Japanese samurai (1828 – 1886)

Ijichi Ryū'emon Masaharu (伊地知 龍右衛門 正治) was a Japanese samurai retainer of the Shimazu clan, military strategist, and aristocrat. His imina was Sueyasu (季靖).

== Biography ==
Ijichi Masaharu was born near the walls of Kagoshima Castle. He was the second son, and his father was Ijichi Suehira (伊地知 季平). As a boy, he was given the apotropaic name Tatsugoma (竜駒). His family was a branch of the Ijichi clan, an old family allegedly descended from the ancient Taira.

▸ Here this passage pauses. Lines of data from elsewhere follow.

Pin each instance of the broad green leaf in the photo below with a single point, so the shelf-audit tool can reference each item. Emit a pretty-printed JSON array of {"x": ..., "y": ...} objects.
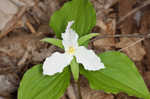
[
  {"x": 80, "y": 11},
  {"x": 35, "y": 85},
  {"x": 120, "y": 75},
  {"x": 56, "y": 42},
  {"x": 82, "y": 40},
  {"x": 75, "y": 69}
]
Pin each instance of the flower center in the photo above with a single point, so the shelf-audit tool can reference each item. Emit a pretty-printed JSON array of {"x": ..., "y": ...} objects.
[{"x": 71, "y": 50}]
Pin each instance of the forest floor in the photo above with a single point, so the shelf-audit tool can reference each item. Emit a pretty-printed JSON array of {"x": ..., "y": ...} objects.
[{"x": 124, "y": 26}]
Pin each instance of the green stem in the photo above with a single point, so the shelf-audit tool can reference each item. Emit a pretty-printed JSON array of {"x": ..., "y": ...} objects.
[{"x": 78, "y": 89}]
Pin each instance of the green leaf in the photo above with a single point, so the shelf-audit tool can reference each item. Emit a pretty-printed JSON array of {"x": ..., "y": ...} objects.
[
  {"x": 81, "y": 11},
  {"x": 56, "y": 42},
  {"x": 82, "y": 40},
  {"x": 75, "y": 69},
  {"x": 35, "y": 85},
  {"x": 120, "y": 75}
]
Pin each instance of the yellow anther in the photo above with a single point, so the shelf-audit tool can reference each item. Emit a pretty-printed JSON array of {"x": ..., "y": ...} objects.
[{"x": 71, "y": 50}]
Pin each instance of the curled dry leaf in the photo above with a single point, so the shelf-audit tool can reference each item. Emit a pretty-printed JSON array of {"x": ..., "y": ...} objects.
[
  {"x": 135, "y": 52},
  {"x": 108, "y": 28},
  {"x": 88, "y": 93}
]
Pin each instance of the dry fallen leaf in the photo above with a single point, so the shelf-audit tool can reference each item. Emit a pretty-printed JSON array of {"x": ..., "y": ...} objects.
[{"x": 135, "y": 52}]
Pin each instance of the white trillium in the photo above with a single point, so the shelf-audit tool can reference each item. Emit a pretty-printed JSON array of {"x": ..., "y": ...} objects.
[{"x": 58, "y": 61}]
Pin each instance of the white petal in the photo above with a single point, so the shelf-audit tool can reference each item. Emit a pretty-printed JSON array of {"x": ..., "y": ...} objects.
[
  {"x": 69, "y": 26},
  {"x": 56, "y": 63},
  {"x": 88, "y": 59},
  {"x": 70, "y": 37}
]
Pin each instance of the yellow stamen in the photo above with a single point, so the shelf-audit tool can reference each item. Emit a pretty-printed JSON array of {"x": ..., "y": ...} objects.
[{"x": 71, "y": 50}]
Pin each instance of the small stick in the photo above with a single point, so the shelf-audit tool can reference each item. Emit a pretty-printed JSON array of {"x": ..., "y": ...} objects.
[
  {"x": 11, "y": 25},
  {"x": 31, "y": 28},
  {"x": 130, "y": 45},
  {"x": 135, "y": 35},
  {"x": 133, "y": 11}
]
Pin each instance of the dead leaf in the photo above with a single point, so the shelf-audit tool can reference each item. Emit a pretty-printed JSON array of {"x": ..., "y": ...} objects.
[{"x": 135, "y": 52}]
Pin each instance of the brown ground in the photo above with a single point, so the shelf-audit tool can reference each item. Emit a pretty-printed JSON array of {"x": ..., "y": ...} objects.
[{"x": 20, "y": 48}]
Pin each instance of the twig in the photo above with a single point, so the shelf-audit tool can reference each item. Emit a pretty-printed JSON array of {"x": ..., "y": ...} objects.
[
  {"x": 11, "y": 25},
  {"x": 133, "y": 11},
  {"x": 130, "y": 45},
  {"x": 135, "y": 35},
  {"x": 31, "y": 28}
]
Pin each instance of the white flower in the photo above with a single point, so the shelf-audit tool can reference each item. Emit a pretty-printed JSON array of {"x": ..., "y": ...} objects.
[{"x": 58, "y": 61}]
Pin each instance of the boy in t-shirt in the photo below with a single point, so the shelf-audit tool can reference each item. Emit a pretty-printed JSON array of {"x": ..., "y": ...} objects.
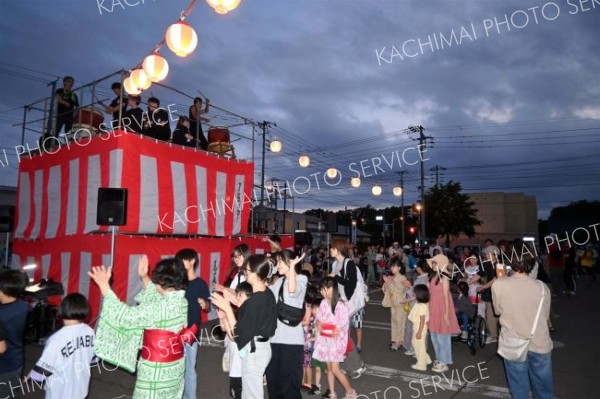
[
  {"x": 65, "y": 363},
  {"x": 13, "y": 315},
  {"x": 197, "y": 295},
  {"x": 242, "y": 293}
]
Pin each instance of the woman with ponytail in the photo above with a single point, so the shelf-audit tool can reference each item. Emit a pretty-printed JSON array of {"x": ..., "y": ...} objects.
[{"x": 255, "y": 324}]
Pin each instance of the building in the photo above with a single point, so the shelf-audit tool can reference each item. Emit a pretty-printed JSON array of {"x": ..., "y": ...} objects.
[
  {"x": 270, "y": 221},
  {"x": 504, "y": 216}
]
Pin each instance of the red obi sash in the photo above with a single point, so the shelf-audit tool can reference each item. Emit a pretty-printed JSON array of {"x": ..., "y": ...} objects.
[{"x": 162, "y": 346}]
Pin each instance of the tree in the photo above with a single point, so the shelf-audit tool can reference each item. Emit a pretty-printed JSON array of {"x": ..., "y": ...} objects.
[{"x": 449, "y": 212}]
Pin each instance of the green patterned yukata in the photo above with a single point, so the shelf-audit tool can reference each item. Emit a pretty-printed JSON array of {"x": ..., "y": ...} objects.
[{"x": 119, "y": 339}]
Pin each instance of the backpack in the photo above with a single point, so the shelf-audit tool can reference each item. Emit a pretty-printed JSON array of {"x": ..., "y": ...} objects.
[
  {"x": 361, "y": 293},
  {"x": 412, "y": 262}
]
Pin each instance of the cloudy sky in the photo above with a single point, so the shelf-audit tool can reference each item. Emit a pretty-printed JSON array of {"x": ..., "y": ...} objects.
[{"x": 509, "y": 91}]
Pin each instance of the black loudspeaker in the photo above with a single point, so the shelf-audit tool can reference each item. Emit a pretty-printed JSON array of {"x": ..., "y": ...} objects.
[
  {"x": 303, "y": 238},
  {"x": 7, "y": 219},
  {"x": 331, "y": 223},
  {"x": 112, "y": 207}
]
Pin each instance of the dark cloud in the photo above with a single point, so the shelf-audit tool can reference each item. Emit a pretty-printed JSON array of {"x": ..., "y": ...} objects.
[{"x": 509, "y": 97}]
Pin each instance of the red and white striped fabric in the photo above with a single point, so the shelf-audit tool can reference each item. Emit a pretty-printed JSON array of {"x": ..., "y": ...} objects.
[
  {"x": 171, "y": 189},
  {"x": 68, "y": 260}
]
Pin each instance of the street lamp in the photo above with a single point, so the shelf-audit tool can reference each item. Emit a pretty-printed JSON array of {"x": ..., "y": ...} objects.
[
  {"x": 376, "y": 190},
  {"x": 275, "y": 146},
  {"x": 419, "y": 209}
]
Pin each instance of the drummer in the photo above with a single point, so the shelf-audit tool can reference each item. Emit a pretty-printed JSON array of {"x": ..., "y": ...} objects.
[
  {"x": 133, "y": 118},
  {"x": 114, "y": 107},
  {"x": 67, "y": 101},
  {"x": 196, "y": 120},
  {"x": 181, "y": 134},
  {"x": 156, "y": 124}
]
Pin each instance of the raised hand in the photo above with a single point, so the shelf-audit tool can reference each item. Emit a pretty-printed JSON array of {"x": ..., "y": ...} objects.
[
  {"x": 101, "y": 276},
  {"x": 143, "y": 266},
  {"x": 296, "y": 260},
  {"x": 220, "y": 301}
]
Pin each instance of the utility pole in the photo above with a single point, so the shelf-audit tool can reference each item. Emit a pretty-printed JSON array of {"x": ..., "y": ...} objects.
[
  {"x": 264, "y": 125},
  {"x": 422, "y": 145},
  {"x": 437, "y": 169},
  {"x": 402, "y": 173}
]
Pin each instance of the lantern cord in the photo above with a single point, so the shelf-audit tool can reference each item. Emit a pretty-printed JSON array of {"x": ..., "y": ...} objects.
[{"x": 184, "y": 15}]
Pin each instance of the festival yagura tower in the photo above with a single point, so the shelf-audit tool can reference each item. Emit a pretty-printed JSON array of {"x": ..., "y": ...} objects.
[{"x": 177, "y": 197}]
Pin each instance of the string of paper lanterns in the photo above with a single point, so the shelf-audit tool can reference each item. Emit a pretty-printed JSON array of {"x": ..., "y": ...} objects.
[{"x": 181, "y": 39}]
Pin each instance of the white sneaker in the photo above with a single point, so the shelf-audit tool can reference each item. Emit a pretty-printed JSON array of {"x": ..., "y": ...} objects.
[
  {"x": 440, "y": 368},
  {"x": 355, "y": 375},
  {"x": 491, "y": 340}
]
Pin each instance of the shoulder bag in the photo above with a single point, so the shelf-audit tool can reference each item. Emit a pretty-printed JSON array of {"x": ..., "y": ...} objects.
[
  {"x": 287, "y": 314},
  {"x": 511, "y": 346},
  {"x": 359, "y": 297}
]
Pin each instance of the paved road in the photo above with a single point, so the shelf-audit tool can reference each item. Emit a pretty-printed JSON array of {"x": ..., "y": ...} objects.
[{"x": 389, "y": 376}]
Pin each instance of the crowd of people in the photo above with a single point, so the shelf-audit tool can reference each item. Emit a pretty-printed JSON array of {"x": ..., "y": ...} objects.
[{"x": 288, "y": 316}]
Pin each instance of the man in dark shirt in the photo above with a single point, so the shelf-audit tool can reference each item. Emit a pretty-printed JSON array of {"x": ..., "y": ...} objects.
[
  {"x": 157, "y": 122},
  {"x": 181, "y": 134},
  {"x": 116, "y": 105},
  {"x": 3, "y": 338},
  {"x": 66, "y": 101},
  {"x": 196, "y": 120},
  {"x": 13, "y": 315},
  {"x": 133, "y": 119},
  {"x": 197, "y": 295}
]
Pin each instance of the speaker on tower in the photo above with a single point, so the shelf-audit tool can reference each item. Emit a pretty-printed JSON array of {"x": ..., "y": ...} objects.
[{"x": 112, "y": 207}]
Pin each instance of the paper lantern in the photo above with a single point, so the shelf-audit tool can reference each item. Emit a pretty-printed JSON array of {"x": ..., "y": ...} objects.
[
  {"x": 139, "y": 79},
  {"x": 376, "y": 190},
  {"x": 275, "y": 146},
  {"x": 130, "y": 88},
  {"x": 181, "y": 38},
  {"x": 304, "y": 160},
  {"x": 223, "y": 6},
  {"x": 156, "y": 67}
]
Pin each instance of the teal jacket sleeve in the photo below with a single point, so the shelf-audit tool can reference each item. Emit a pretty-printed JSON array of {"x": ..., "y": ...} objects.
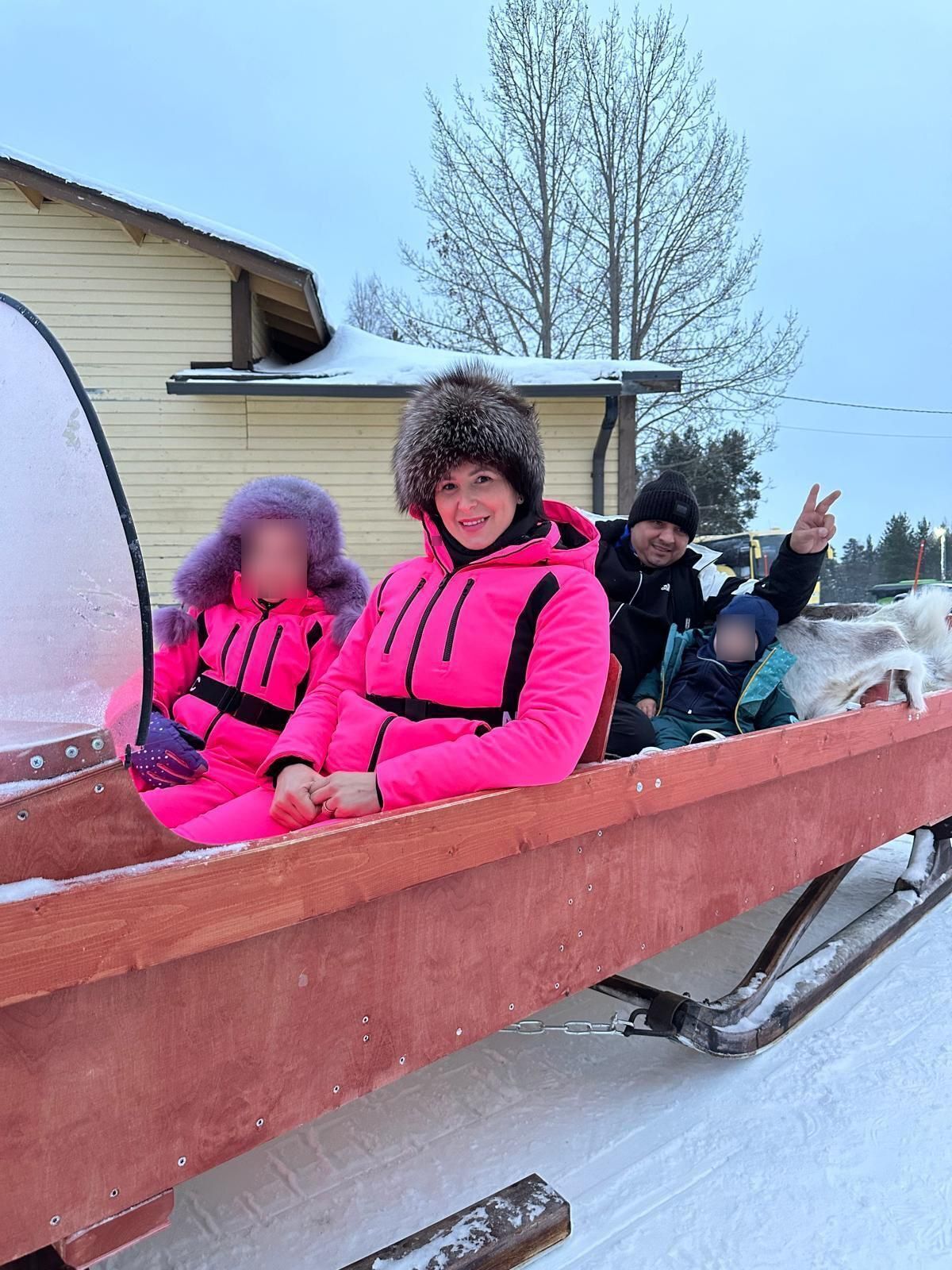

At the age of 3, Ijichi was regarded as a child prodigy, but a childhood disease blinded his left eye and crippled his left leg. He suffered from the lameness caused by his disabled leg for the rest of his life.

Ijichi studied Yakumaru Jigen-ryū under the instruction of Yakumaru Kaneyoshi II. He also studied the Satsuma Domain's traditional Gōden school (合伝流, Gōden-ryū) of military strategy under Ishizawa Rokurō (石沢六郎) and later Hōga Uzaemon (法亢宇左衛門).

Encountering Ijichi in 1868, Ernest Satow described him as an "old, ugly, mis-shapen fellow".

== Boshin War service ==
During the Boshin War of 1868, Ijichi was appointed Spearhead Governor of the Tōsandō (東山道先鋒総督参謀).

Ijichi Masaharu has been described as an "exceptional tactician" (類いまれな軍略家, taguimare na gunryakuka). At the Battle of Shirakawaguchi, Ijichi defeated an army of more than 2,500 soldiers with only 700 men under his command. He also provided tactical guidance at the Battle of Bonari Pass.

Ijichi's unique style of maneuver warfare revolved around small units of highly trained and heavily armed infantry advancing rapidly. In accordance with the teachings of the aggressive Gōden school, he made extensive use of walking fire.

== After the war ==
During the Seikanron debate of 1873, Ijichi was a strong advocate in support of the conquest of Korea. In 1884, he was created a count (伯爵, hakushaku). He died on May 23, 1886. He is described as having had an intense personality and brilliant mind, but there exist many anecdotes of his eccentricities.